I was never as good as I always thought I was
— but I knew how to dress it up —
I was never satisfied, it never let me go
just dragged me by my hair and back on with the show

~♦~
The Alchemistake
—I am a brain—
The rest of me is a mere appendix
William zdaje się mieć głowę w obłokach przy swoich 185 centymetrach wzrostu i wiecznie nieobecnym spojrzeniu. Burza kręconych, czarnych włosów wydaje się niezdatna do zaczesania, zazwyczaj towarzyszy jej też lekkie zmarszczenie brwi; w zamyśle, skoncentrowaniu. Skrępowany w towarzystwie mówi zbyt wiele lub za mało. Często zapomina o skarpetkach (czasami nawet o butach) czy jak wiąże sie krawat, nierzadko zapina nierówno koszule (myli guziki). Mówi dość szybko, więc czasami trudno zrozumieć zlewające się ze sobą słowa, ewentualnie nie kończy myśli, więc trzeba go ciągnąć za język.

William Lestrange
#5
03.11.2022, 00:40  ✶  
Zaśmiał się pod nosem, prawie parsknął - gorzko, bardzo nieprzyjemnie i szorstko, gdy stwierdziła, że 'jakoś przeżyje'. Był to, prawdopodobnie pierwszy podobny do sarkazmu dźwięk, jaki wydał z siebie William, może nie w całym życiu, ale z pewnością w obecności Eden. Upił herbaty i usadowił filiżankę na talerzyku. W przeciwieństwie do żony nie odrywał od rozmówcy spojrzenia ciemnoniebieskich oczu, z początku w zastanowieniu, być może konsternacji, ale z każda kolejną sekundą tęczówki jakby ciemniały. Przygryzł wnętrze policzka przyglądając się jej idealnie wyćwiczonym gestom, nie mającym niczego z faktycznego i naturalnego stanu jej myśli, do którego nie miał dostępu. Wiedział co widzi, ale nie potrafił zgłębić sedna całej tej enigmy, gdy z lekkością wzruszenia ramion zrzucała na niego winę złej atmosfery, obarczała konsekwencjami jej własnych ruchów i tonów, zachowań.

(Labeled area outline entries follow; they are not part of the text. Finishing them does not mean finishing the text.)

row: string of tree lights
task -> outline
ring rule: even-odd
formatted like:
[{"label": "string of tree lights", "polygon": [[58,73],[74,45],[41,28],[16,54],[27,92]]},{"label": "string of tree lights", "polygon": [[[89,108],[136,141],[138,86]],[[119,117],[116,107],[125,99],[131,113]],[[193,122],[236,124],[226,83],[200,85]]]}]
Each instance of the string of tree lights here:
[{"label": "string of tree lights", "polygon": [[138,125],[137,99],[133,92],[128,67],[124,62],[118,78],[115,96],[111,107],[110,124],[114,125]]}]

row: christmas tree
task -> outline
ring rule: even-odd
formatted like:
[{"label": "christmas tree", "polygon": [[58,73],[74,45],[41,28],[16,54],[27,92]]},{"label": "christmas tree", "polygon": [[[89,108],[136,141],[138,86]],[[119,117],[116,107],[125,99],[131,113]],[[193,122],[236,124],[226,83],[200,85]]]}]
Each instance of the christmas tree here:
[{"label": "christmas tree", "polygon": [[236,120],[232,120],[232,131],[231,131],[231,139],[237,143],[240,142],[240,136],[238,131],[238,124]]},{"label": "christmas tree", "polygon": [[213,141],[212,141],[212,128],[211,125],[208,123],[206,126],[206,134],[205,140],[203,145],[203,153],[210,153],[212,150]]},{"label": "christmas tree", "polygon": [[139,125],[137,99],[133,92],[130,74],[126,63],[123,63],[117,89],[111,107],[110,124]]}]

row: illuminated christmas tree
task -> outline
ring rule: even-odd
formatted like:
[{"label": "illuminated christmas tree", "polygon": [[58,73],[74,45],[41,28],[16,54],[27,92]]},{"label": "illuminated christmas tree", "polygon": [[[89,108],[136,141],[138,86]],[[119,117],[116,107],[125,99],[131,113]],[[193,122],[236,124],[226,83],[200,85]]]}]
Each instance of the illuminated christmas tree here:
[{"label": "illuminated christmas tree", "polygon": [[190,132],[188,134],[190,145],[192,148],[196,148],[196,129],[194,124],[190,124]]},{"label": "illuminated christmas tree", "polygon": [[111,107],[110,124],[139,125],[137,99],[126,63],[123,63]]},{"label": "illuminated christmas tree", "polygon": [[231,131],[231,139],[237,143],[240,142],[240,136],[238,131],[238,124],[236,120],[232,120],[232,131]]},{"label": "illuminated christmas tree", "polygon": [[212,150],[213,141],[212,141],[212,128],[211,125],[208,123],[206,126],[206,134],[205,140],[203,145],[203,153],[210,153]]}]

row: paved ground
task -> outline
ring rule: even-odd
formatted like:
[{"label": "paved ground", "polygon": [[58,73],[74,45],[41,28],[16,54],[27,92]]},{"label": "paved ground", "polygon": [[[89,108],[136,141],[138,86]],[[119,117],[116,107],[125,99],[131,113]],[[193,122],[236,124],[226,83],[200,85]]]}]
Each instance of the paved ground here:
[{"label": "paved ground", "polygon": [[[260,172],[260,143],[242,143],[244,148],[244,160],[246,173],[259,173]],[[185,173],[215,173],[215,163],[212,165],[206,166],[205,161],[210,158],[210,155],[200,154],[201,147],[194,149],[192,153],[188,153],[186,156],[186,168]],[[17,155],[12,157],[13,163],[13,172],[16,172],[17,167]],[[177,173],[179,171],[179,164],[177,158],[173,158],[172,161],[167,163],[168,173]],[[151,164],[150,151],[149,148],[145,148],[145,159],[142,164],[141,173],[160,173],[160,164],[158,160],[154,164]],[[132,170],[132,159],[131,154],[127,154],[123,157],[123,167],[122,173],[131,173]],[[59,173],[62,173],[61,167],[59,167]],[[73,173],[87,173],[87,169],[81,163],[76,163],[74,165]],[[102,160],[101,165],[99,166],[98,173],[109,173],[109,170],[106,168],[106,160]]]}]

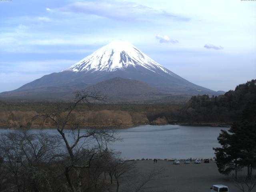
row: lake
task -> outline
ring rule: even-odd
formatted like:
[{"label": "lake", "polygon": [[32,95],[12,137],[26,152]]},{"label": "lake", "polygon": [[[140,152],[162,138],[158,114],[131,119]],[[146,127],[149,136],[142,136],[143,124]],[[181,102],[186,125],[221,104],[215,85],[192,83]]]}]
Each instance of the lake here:
[{"label": "lake", "polygon": [[[213,147],[220,146],[217,138],[220,130],[228,128],[174,125],[144,125],[118,130],[123,139],[108,146],[122,152],[125,159],[159,158],[208,158],[214,156]],[[10,130],[0,129],[0,133]],[[37,132],[38,130],[32,130]],[[46,129],[50,134],[54,129]]]}]

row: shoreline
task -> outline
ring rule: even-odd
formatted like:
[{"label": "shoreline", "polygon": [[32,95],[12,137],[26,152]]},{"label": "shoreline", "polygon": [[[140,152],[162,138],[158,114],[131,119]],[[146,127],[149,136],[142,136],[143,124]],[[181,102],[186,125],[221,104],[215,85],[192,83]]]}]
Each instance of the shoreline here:
[{"label": "shoreline", "polygon": [[[189,123],[171,123],[171,124],[151,124],[149,123],[147,124],[137,124],[136,125],[133,125],[131,126],[122,126],[120,127],[118,127],[118,126],[114,126],[113,127],[110,126],[92,126],[92,127],[85,127],[83,128],[81,128],[81,129],[95,129],[95,128],[98,128],[98,129],[126,129],[129,128],[133,128],[136,127],[138,127],[139,126],[141,126],[143,125],[150,125],[152,126],[161,126],[163,125],[180,125],[181,126],[210,126],[212,127],[223,127],[226,128],[228,128],[231,127],[232,123],[228,123],[228,124],[225,124],[225,123],[195,123],[195,124],[191,124]],[[29,129],[54,129],[56,128],[54,128],[52,127],[47,127],[47,128],[39,128],[38,126],[31,127],[31,128]],[[26,129],[24,127],[20,126],[18,127],[9,127],[6,128],[3,126],[0,126],[0,129],[5,129],[7,130],[26,130]]]}]

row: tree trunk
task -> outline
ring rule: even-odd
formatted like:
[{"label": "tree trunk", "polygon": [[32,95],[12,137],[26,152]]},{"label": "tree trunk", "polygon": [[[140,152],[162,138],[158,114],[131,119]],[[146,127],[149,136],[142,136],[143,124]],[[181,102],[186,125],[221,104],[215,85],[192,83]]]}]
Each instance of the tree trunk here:
[{"label": "tree trunk", "polygon": [[252,178],[252,166],[251,164],[250,166],[250,178]]},{"label": "tree trunk", "polygon": [[236,169],[235,170],[235,178],[236,179],[237,179],[237,162],[236,161],[236,162],[235,166],[236,166]]},{"label": "tree trunk", "polygon": [[71,191],[72,192],[76,192],[76,189],[75,189],[74,186],[72,184],[72,182],[71,182],[71,180],[70,179],[70,177],[69,176],[69,168],[68,167],[66,167],[66,169],[65,170],[65,176],[66,176],[66,179],[67,179],[67,181],[68,181],[68,185],[70,188],[70,189],[71,190]]},{"label": "tree trunk", "polygon": [[119,182],[118,182],[118,180],[117,178],[115,176],[116,178],[116,192],[118,192],[118,190],[119,190]]},{"label": "tree trunk", "polygon": [[250,165],[247,166],[247,178],[250,178]]},{"label": "tree trunk", "polygon": [[19,181],[18,179],[18,176],[16,174],[14,177],[15,178],[15,182],[16,183],[16,185],[17,186],[17,190],[18,192],[20,192],[20,186],[19,186]]},{"label": "tree trunk", "polygon": [[76,170],[76,175],[78,178],[77,181],[77,192],[82,192],[82,178],[80,174],[80,170],[79,168],[77,168]]},{"label": "tree trunk", "polygon": [[108,173],[108,174],[109,174],[109,176],[110,178],[110,183],[111,183],[111,184],[113,184],[113,175],[112,174],[110,174],[110,173]]}]

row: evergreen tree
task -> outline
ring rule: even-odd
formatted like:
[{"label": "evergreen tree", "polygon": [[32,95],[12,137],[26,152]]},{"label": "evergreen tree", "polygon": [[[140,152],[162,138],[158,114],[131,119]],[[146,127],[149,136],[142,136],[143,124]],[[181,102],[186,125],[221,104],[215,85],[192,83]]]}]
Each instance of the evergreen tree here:
[{"label": "evergreen tree", "polygon": [[222,130],[218,138],[222,147],[213,149],[220,173],[228,174],[234,170],[236,177],[238,171],[247,167],[247,177],[250,178],[256,168],[256,100],[247,105],[242,117],[229,132]]}]

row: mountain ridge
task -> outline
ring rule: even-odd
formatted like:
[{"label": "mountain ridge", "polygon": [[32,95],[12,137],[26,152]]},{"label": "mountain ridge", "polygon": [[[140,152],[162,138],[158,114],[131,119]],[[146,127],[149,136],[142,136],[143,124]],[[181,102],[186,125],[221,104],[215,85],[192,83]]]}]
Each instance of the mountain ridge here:
[{"label": "mountain ridge", "polygon": [[[165,94],[218,95],[223,93],[190,82],[154,61],[130,43],[118,41],[100,48],[61,72],[46,75],[15,90],[0,93],[0,97],[22,95],[24,97],[26,92],[31,93],[39,90],[50,97],[49,90],[54,91],[52,88],[55,87],[60,92],[58,94],[54,92],[52,96],[61,98],[63,90],[84,89],[117,77],[141,81]],[[46,92],[44,92],[44,90]]]}]

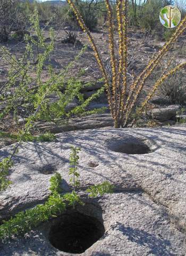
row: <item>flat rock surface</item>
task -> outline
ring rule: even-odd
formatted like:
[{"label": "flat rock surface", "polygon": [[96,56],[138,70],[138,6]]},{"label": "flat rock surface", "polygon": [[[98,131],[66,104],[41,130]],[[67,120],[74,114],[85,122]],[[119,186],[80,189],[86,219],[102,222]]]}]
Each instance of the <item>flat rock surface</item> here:
[{"label": "flat rock surface", "polygon": [[119,193],[95,201],[90,199],[78,210],[99,220],[105,233],[84,253],[67,253],[50,245],[50,227],[57,220],[54,219],[24,237],[0,244],[0,256],[185,255],[185,236],[171,225],[166,208],[154,203],[145,193]]},{"label": "flat rock surface", "polygon": [[[103,210],[105,236],[82,255],[183,256],[185,135],[185,125],[111,128],[59,134],[57,140],[52,142],[23,143],[10,171],[13,185],[0,196],[1,219],[44,202],[48,196],[49,180],[55,171],[64,179],[63,190],[70,190],[69,157],[73,145],[81,149],[81,191],[105,180],[115,186],[114,194],[97,202]],[[12,147],[1,149],[1,157],[7,156]],[[33,231],[24,238],[25,247],[19,241],[11,245],[17,248],[14,251],[9,245],[3,245],[4,251],[9,252],[0,255],[71,255],[51,247],[45,232],[38,232]],[[29,254],[28,248],[36,243],[34,250],[38,251]],[[41,249],[38,251],[43,243],[46,245],[42,250],[48,249],[48,253],[42,252]]]},{"label": "flat rock surface", "polygon": [[[95,106],[96,108],[97,106]],[[105,107],[98,106],[98,108]],[[54,133],[78,130],[94,129],[103,127],[113,126],[113,119],[111,114],[95,114],[82,117],[71,118],[53,122],[40,122],[36,124],[37,128],[43,131],[50,131]]]}]

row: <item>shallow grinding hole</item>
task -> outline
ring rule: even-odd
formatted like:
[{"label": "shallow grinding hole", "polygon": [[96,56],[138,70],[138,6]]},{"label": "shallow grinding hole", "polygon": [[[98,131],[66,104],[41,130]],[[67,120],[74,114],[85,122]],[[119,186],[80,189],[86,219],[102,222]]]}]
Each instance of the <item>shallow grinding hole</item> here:
[{"label": "shallow grinding hole", "polygon": [[49,240],[57,249],[71,253],[82,253],[103,236],[103,225],[96,218],[78,212],[60,217],[52,226]]},{"label": "shallow grinding hole", "polygon": [[111,142],[108,147],[109,150],[115,152],[129,155],[149,154],[156,149],[152,142],[135,138]]},{"label": "shallow grinding hole", "polygon": [[52,164],[46,164],[39,169],[39,172],[43,174],[52,174],[55,172],[56,168]]}]

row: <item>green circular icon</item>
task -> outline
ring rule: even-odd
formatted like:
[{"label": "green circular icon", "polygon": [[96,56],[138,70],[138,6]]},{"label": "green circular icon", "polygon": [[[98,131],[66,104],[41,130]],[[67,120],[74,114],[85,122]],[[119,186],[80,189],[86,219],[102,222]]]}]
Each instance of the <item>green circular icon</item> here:
[{"label": "green circular icon", "polygon": [[165,6],[160,12],[161,23],[166,28],[174,28],[180,22],[181,13],[177,7],[172,5]]}]

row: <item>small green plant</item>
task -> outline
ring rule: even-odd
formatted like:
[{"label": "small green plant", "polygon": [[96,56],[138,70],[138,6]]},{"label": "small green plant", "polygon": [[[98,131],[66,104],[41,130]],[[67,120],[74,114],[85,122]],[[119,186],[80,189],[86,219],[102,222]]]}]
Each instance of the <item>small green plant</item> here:
[{"label": "small green plant", "polygon": [[73,187],[73,190],[75,192],[75,189],[80,185],[80,182],[78,180],[80,174],[77,171],[77,165],[79,163],[79,157],[78,153],[80,151],[80,149],[75,147],[71,147],[71,154],[70,155],[70,164],[71,167],[69,169],[69,174],[71,178],[70,182]]},{"label": "small green plant", "polygon": [[12,183],[7,178],[7,175],[9,174],[9,169],[13,165],[11,157],[6,157],[0,162],[0,191],[6,189]]},{"label": "small green plant", "polygon": [[[43,205],[38,205],[36,207],[21,211],[16,214],[10,220],[3,221],[0,226],[0,239],[4,240],[10,238],[12,236],[22,235],[31,229],[38,226],[41,223],[48,221],[52,218],[57,217],[66,210],[66,204],[72,206],[73,208],[77,204],[83,205],[83,203],[77,191],[77,188],[80,183],[77,178],[79,173],[77,171],[78,161],[79,159],[78,153],[79,148],[71,147],[69,161],[69,175],[71,177],[70,183],[72,185],[73,190],[71,193],[66,193],[62,195],[61,184],[62,177],[60,173],[56,172],[50,179],[50,185],[49,190],[50,195],[46,203]],[[10,161],[8,162],[9,167]],[[7,163],[4,161],[4,168]],[[2,162],[1,164],[3,164]],[[1,168],[1,165],[0,165]],[[97,197],[103,196],[105,194],[113,192],[114,186],[108,181],[104,181],[102,183],[91,186],[87,189],[89,196]]]},{"label": "small green plant", "polygon": [[111,194],[113,192],[114,186],[108,181],[104,181],[97,185],[91,186],[87,189],[90,197],[96,197],[98,195],[103,196],[105,194]]},{"label": "small green plant", "polygon": [[22,211],[0,226],[0,238],[5,239],[13,235],[23,234],[37,227],[44,221],[56,217],[65,210],[65,204],[61,191],[61,177],[56,173],[50,178],[51,194],[43,205]]},{"label": "small green plant", "polygon": [[10,133],[5,132],[0,132],[0,138],[7,138],[12,140],[13,142],[19,141],[21,137],[22,141],[54,141],[56,137],[53,133],[46,132],[39,135],[33,135],[28,132],[24,134],[22,131],[20,131],[18,134]]},{"label": "small green plant", "polygon": [[[78,165],[79,163],[79,157],[78,153],[80,151],[79,148],[72,146],[71,147],[71,153],[70,155],[70,171],[69,175],[71,177],[70,182],[73,187],[71,193],[67,193],[64,196],[64,198],[69,204],[75,207],[75,204],[83,204],[82,201],[77,194],[77,189],[79,187],[80,183],[78,180],[80,174],[78,171]],[[108,181],[104,181],[102,183],[94,185],[88,188],[86,191],[89,193],[90,197],[97,197],[98,195],[103,196],[105,194],[112,193],[113,191],[114,186]]]}]

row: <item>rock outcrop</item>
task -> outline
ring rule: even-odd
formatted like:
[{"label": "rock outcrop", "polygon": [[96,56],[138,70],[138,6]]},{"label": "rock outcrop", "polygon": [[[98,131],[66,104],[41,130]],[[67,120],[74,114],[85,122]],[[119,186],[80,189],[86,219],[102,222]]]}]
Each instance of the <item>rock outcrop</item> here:
[{"label": "rock outcrop", "polygon": [[[70,190],[68,159],[73,145],[81,148],[80,190],[85,203],[77,211],[96,218],[105,228],[104,236],[78,255],[184,256],[185,135],[186,125],[181,125],[73,131],[58,134],[55,142],[23,143],[10,173],[13,185],[0,196],[1,219],[44,202],[55,171],[63,178],[63,191]],[[1,158],[12,147],[1,149]],[[114,194],[94,199],[84,196],[88,186],[106,180],[115,185]],[[1,244],[0,256],[72,255],[50,244],[55,221]]]}]

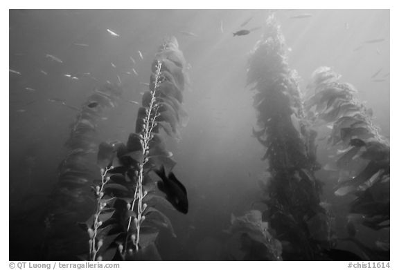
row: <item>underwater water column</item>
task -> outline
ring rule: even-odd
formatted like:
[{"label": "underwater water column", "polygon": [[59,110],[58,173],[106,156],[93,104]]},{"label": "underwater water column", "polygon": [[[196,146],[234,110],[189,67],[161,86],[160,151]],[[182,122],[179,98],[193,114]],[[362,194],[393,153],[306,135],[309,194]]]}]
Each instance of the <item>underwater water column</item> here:
[{"label": "underwater water column", "polygon": [[304,121],[298,75],[288,66],[284,38],[272,15],[249,57],[247,80],[255,92],[258,130],[254,135],[266,148],[263,160],[268,164],[262,219],[281,242],[283,260],[319,260],[321,247],[330,247],[331,229],[314,175],[319,168],[317,133]]},{"label": "underwater water column", "polygon": [[49,199],[43,256],[45,260],[77,260],[86,235],[76,224],[94,208],[91,186],[100,177],[96,163],[97,126],[105,112],[116,105],[122,89],[107,84],[94,90],[82,105],[65,143],[66,155],[58,166],[56,186]]},{"label": "underwater water column", "polygon": [[96,207],[82,224],[89,237],[88,260],[161,260],[155,244],[160,229],[176,237],[159,206],[186,213],[188,201],[184,186],[172,172],[176,162],[162,133],[179,138],[179,129],[187,124],[182,106],[185,70],[177,41],[167,39],[152,63],[135,133],[126,144],[100,144],[101,180],[93,186]]},{"label": "underwater water column", "polygon": [[[356,244],[364,260],[389,260],[389,237],[367,247],[355,239],[355,227],[376,232],[389,228],[389,144],[373,123],[372,110],[357,99],[355,87],[341,82],[340,77],[328,67],[314,70],[308,86],[312,95],[306,111],[314,124],[332,125],[326,144],[337,152],[324,168],[339,172],[335,195],[354,197],[348,218],[353,229],[345,240]],[[356,215],[360,218],[351,218]]]}]

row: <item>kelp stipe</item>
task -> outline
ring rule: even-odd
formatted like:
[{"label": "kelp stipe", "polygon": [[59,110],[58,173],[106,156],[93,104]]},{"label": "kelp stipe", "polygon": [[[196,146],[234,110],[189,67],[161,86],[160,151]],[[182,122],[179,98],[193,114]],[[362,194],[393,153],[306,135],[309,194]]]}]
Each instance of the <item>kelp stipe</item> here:
[{"label": "kelp stipe", "polygon": [[[97,208],[83,226],[90,237],[90,260],[160,260],[154,244],[159,227],[175,236],[171,222],[156,207],[171,204],[186,213],[187,194],[171,172],[175,162],[159,128],[179,138],[179,128],[186,124],[188,115],[181,106],[187,82],[184,68],[184,58],[172,37],[161,46],[152,63],[150,89],[143,95],[136,133],[130,135],[126,144],[100,144],[98,164],[103,177],[93,187]],[[157,182],[155,175],[161,181]],[[156,184],[166,197],[159,194]]]},{"label": "kelp stipe", "polygon": [[[375,231],[389,228],[389,145],[373,124],[372,111],[356,98],[355,87],[340,82],[340,77],[330,68],[321,67],[313,73],[308,87],[312,94],[306,102],[310,119],[314,124],[332,124],[328,144],[335,150],[342,148],[325,168],[339,172],[336,195],[355,196],[349,213],[361,216],[357,226]],[[388,247],[380,242],[375,246],[381,248],[374,249],[355,238],[346,240],[363,251],[365,260],[389,260],[389,238]]]},{"label": "kelp stipe", "polygon": [[283,260],[318,260],[330,247],[330,218],[320,205],[321,184],[314,175],[316,132],[304,120],[295,70],[286,61],[285,41],[274,17],[249,60],[247,84],[255,91],[259,130],[254,135],[267,148],[263,202],[273,236],[283,244]]},{"label": "kelp stipe", "polygon": [[76,223],[85,220],[94,207],[90,186],[98,175],[96,153],[97,126],[107,110],[122,95],[116,85],[107,84],[82,104],[65,143],[67,153],[58,167],[57,183],[49,201],[44,251],[46,260],[76,260],[87,242]]}]

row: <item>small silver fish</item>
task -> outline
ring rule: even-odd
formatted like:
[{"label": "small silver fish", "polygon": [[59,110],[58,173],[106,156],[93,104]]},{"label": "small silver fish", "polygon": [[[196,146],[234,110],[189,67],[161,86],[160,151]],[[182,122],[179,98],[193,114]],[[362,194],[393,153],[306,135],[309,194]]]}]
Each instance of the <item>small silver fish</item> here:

Niezrozumienie bardzo szybko ustępowało frustracji, gdy kolejne, z pozoru spokojne słowa Eden przepływały przez jego umysł. Ludzie zazwyczaj nie uważali go za szkodliwego albo nie spędzali z nim wystarczająco dużo czasu, aby wiedzieć, że nie jest tylko jąkającym się, miłym, acz momentami nieokrzesanym alchemikiem. Każdy posiadał limity, a William do swojego dotarł już jakiś czas temu. Ile mógł pukać w odgradzającą ich barierę? Dopytywać o powody? Jeżeli czegoś nie pojmował to mógł ślęczeć nad tym długo wystarczająco, aby uzyskać jakąkolwiek odpowiedź, skrawki układanki... ale tutaj było to nieosiągalne, bo w grę wchodziły uczucia i odpowiedzi Eden, które były wszystkim tylko nie tym, czego Lestrange szukał; źródła problemu. Nic dziwnego, że cała sytuacja była dla niego okropnie denerwująca, nie posiadał w życiu wielu momentów, w których odczuwałby tak silne emocje jak teraz, czy chociażby wtedy, gdy stwierdzili z blondynką, że mogą coś do siebie czuć. Unikał uniesień, a raczej te nie przychodziły do niego często, bo skupiał się na chłodnym rozkładaniu problemów na czynniki pierwsze, nie aby cokolwiek z tego wyciągnąć, na tym skorzystać, chciał rozumieć, posiąść wiedzę i móc rozwiązać łamigłówkę, czymkolwiek by ona nie była. Nigdy, jednak nie był przepełniony takimi motywacjami jak smutek, żal i rozgoryczenie, a one nigdy nie są dobrymi kompanami. Powodują, że głowa staje się ciężka, a ręce zaczynają się trząść, nie pobudzają mózgu ani nie motywują, wręcz odwrotnie, sprawiają, że człowiek snuje najgorsze, najciemniejsze wręcz scenariusze, których często nie da się podczepić do posiadanych, nielicznych faktów.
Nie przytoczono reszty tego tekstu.